Oral immunotherapy (OIT) has been considered a promising approach for food allergies (FAs). However, the current OIT strategy is limited in terms of the long-term efficacy and safety. We have previously demonstrated that kakkonto, a traditional Japanese herbal medicine, suppresses the occurrence of allergic symptoms in a murine model of ovalbumin (OVA)-induced FA, which is attributed to the induction of the Foxp3+ CD4+ regulatory T cells. In this study, we established an OIT model using the FA mice with already established allergic symptoms and determined whether kakkonto could improve the efficacy of OIT. The OIT method consisted of initially administrating a very small amount of OVA and slowly increasing the amount. Allergic symptoms decreased in the OIT-treated FA mice. OIT significantly downregulated Th2 immune response-related gene expression in the FA mouse colon, and decreased the level of mouse mast cell protease-1, a marker of mast cell degranulation in the FA mouse plasma. Moreover, the concomitant use of kakkonto significantly enhanced the effectiveness of OIT on the allergic symptoms, and the combination therapy further suppressed the Th2 immune responses and the mast cell degranulation. In addition, OIT significantly increased the population of Foxp3+ CD4+ regulatory T cells in the FA mouse colon, and this population was further increased by OIT in combination with kakkonto. Furthermore, the combined therapy with kakkonto reduced the expression of RA-degrading enzyme CYP26B1 mRNA in the FA mouse colon. These findings indicated that the combination of OIT with kakkonto represents a promising approach for FA treatment.

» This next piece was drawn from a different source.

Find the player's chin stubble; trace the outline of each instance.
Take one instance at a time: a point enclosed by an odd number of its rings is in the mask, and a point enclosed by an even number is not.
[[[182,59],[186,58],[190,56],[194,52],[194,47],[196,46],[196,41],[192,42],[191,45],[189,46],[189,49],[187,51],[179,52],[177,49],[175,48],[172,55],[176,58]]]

Food allergies (FAs) represent an increasingly prevalent human health problem that affects a large proportion of the general population in developed countries . Up to 8% of children and 5% of adults self-reported an allergy to at least 1 food [1, 2]. Despite the increasing prevalence of FA, therapeutic options remain limited [3, 4]. No treatments have been proven to accelerate the development of oral tolerance or to provide effective protection from accidental exposure. The current standard management relies on antigen avoidance and emergency preparedness [4, 5].
The effectiveness of OIT for FA has been demonstrated in human patients [8–13]; however, the current therapeutic efficacy of OIT is not satisfactory, and the underlying mechanisms have not been elucidated.